Whilst I find it much easier nowadays to come up with creative ideas I feel I’ve still a lot of work to do on getting better at actually doing them. Many projects or experiments that I’ve found myself highly excited about have never materialised or have suffered chronic procrastination due to my habit of putting things off. (Here’s an example from the past.) However, I’ve now come to admit to myself that the reason I normally hold off from turning these ideas into action isn’t time, resources or logistics…..but fear!
When I was talking to some friends in early 2013 about my forthcoming book they asked me if I was having a launch party. I responded by saying that I really wanted to avoid a traditional launch party with pomp and ceremony, exclusive invites, champagne and me talking and selling copies. I wanted to do something very different, something that was the antithesis of a traditional book launch and in which I embodied the creative practices I write about. My imagination then kicked in and I found myself telling them that I would be doing a “reverse busking book launch experiment“, playing my guitar and singing improvised songs about the book, with people coming up and taking copies (possibly giving donations if they felt like it was worth it!). I told more and more people about the idea and everyone loved it. However, the more people I told, the less love I felt for it and I started to think of safer alternatives (i.e. excuses) that wouldn’t be as terrifying for me. I decided that, rather than procrastinate or modify my idea, the time had come to confront my fears!

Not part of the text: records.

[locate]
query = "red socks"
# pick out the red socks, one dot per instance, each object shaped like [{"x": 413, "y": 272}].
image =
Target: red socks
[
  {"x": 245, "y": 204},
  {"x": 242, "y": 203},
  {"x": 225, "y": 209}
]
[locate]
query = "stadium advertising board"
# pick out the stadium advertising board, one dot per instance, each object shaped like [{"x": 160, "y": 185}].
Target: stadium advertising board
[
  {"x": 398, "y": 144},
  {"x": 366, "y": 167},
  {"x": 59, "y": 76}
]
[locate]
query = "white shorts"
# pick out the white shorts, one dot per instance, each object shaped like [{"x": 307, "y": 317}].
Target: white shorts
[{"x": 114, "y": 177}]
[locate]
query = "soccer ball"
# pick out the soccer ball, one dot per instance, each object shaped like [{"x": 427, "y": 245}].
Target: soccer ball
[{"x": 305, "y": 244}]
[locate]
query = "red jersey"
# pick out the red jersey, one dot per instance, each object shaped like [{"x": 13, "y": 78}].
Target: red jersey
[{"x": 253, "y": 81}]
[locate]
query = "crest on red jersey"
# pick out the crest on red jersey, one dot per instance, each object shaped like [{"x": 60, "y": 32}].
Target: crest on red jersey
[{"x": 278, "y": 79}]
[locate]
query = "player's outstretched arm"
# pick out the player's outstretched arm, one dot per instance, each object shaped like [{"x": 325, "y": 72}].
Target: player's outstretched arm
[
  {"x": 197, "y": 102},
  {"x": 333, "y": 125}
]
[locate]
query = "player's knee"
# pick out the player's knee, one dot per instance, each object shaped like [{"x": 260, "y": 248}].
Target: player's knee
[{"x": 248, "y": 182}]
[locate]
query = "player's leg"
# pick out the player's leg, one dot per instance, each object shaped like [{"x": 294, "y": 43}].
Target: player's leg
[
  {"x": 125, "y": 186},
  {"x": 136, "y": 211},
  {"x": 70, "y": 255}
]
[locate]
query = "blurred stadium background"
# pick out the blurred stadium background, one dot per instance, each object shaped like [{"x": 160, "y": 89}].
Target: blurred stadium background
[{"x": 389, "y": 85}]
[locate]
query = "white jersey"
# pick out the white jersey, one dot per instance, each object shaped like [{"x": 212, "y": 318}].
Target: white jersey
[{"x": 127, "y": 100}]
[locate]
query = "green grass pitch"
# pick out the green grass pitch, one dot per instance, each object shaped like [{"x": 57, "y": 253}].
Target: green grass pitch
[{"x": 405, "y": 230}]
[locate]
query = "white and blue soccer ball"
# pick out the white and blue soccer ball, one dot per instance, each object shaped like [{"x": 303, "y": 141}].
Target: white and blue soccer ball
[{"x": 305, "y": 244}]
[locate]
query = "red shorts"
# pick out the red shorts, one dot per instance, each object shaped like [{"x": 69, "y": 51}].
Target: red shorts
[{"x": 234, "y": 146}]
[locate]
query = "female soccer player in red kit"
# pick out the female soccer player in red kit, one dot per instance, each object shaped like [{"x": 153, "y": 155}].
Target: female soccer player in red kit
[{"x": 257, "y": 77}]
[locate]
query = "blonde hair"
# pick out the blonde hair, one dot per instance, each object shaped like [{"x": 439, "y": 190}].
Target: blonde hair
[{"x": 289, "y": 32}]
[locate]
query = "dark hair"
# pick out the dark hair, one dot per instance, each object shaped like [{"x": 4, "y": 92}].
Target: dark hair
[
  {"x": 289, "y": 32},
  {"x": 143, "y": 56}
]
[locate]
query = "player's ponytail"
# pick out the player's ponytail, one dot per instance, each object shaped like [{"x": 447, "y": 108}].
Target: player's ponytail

Stoicism is a school of philosophy founded in Athens in 308BC that I first came across in Oliver Burkeman’s fabulous book “The Antidote – A Bracing detox for the self help junkie.” As I understand it, the Stoic philosophy stresses the fundamental importance of reason in making sense of our moment by moment experience, replacing our irrational judgments with rational ones. I wondered if this philosophy might help me make more rational judgments about my own fears that seemed to continually make me procrastinate. The central idea of the stoic philosophy (that was later adopted by American psychologist Albert Ellis) is that, by intentionally experiencing our fears, we can make more rational judgement as to whether they were as awful as we imagined or just a little awkward. (Or as the Stoic philosopher Seneca describes it “deliberately experiencing those evils so as to grasp that they might not be as bad as you’d irrationally feared.”)
I decided that I needed to see if the actual experience of my “reverse busking book launch experiment” idea was as bad as the anticipated one so, on Monday 31st March 2014 I boarded a train to London Waterloo armed with a case load of books, my guitar, my harmonica, a home made “Book Launch” sign and a stomach full of butterflies! The final hours leading up to the event were horrible as I anticipated how awful the whole experience would be and everything that could go wrong.
Here’s what happened:
What I learnt from this experiment:
- The actual experience was NOWHERE near as bad as I had anticipated. About 3 minutes into the experiment, it all became a lot less scary. By the time I was 30 minutes in I was enjoying it. At 60 minutes when I finished (because I got moved on by the authorities) I wanted to do it again!
- I needed to re-connect with the part of me that had come up with the idea in the first place in order to have the courage to do it. This mean trying to tune back into the gut feel I initially had, the rush of excitement and enthusiasm I’d felt and silence the ‘mad, bad and wrong’ voice in my head.
- Even after spending 2 years writing the book, it is still difficult to practice what I preach and be prepared to fail happy and say “yes” to adventure but, having done so, it feels a lot easier. I just need to regularly practice and stretch the boundaries of my experiments.
- I really had to resist the urge to rehearse and practice in advance! Every part of my logical brain was telling me this was a performance and that I had to prepare in order to make it good. I managed to avoid this which made the improvised experience even more exciting and creative.
- Interacting with the general public was nowhere near as scary as I’d imagined and I realised how often I project characteristics onto strangers. Occasionally I saw people whom I anticipated as being grumpy, angry or who I thought might attack me! I incorporated them into my song and every one of them smiled and my perception of them changed.
- People in London were very suspicious and were hesitant to interact or take a book, believing that there must be a catch!
- You need a permit to perform, a permit to advertise and a permit to film on London’s South Bank!